Fig. 2. Lysosomal molecular sites and processes as possible targets for therapeutic strategies.

After their synthesis in the rough endoplasmic reticulum (RER), the substrates (cargo) that are intended to be degraded through the endo-lysosomal pathway are transported to lysosomes via the trans-Golgi network (TGN). Among the key enzymatic systems that are involved in the lysosomal enzyme transportation of cargos from Golgi to lysosomes, the best studied is the mannose-6-phosphate (M6P) receptor (MPR) system, which binds newly synthesized lysosomal hydrolases in the TGN and delivers them to pre-lysosomal compartments. A few components synthesized in the late Golgi compartment are delivered directly to lysosomes via the 3-alkaline phosphatase (ALP) pathway. Lysosomal components, such as enzymes (lytic enzymes and kinases), membrane-bound proteins/complexes (mechanistic target of rapamycin (mTOR)), transporters and ion channels (vacuolar-type proton adenosine triphosphatase (v-ATPase), TRPML1 and osteopetrosis associated transmembrane protein 1 (Ostm1)) and chaperone-mediated transportation are the best-known targeting sites for lysosomal dysfunction. As depicted in the figure, many pharmacological antagonists and agonists exert activities that potentially correct lysosomal dysfunction and therefore represent potential effective pharmacological tools. CLEAR, coordinated lysosomal expression and regulation; CQ, chloroquine; HCQ, hydroxychloroquine; mTORC1, mTOR complex 1; PtdIns(3,5)P2, phosphatidylinositol-3,5-bisphosphate; RAPTOR, regulatory-associated protein of mTOR; SER, smooth endoplasmic reticulum; TFEB, transcription factor EB.
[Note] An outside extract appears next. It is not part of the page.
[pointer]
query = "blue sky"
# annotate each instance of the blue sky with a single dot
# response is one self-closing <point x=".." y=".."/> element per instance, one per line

Fig. 3. Structures of selected pharmacological molecules designed to correct lysosomal dysregulation in disease.

Small molecules and peptides highlighted in this figure are activators and inhibitors of lysosomal constituents targeting mechanistic target of rapamycin (mTOR), vacuolar-type proton adenosine triphosphatase (v-ATPase), TRPML1, PIK kinase and HSPA8. For details, see the text and accompanying tables.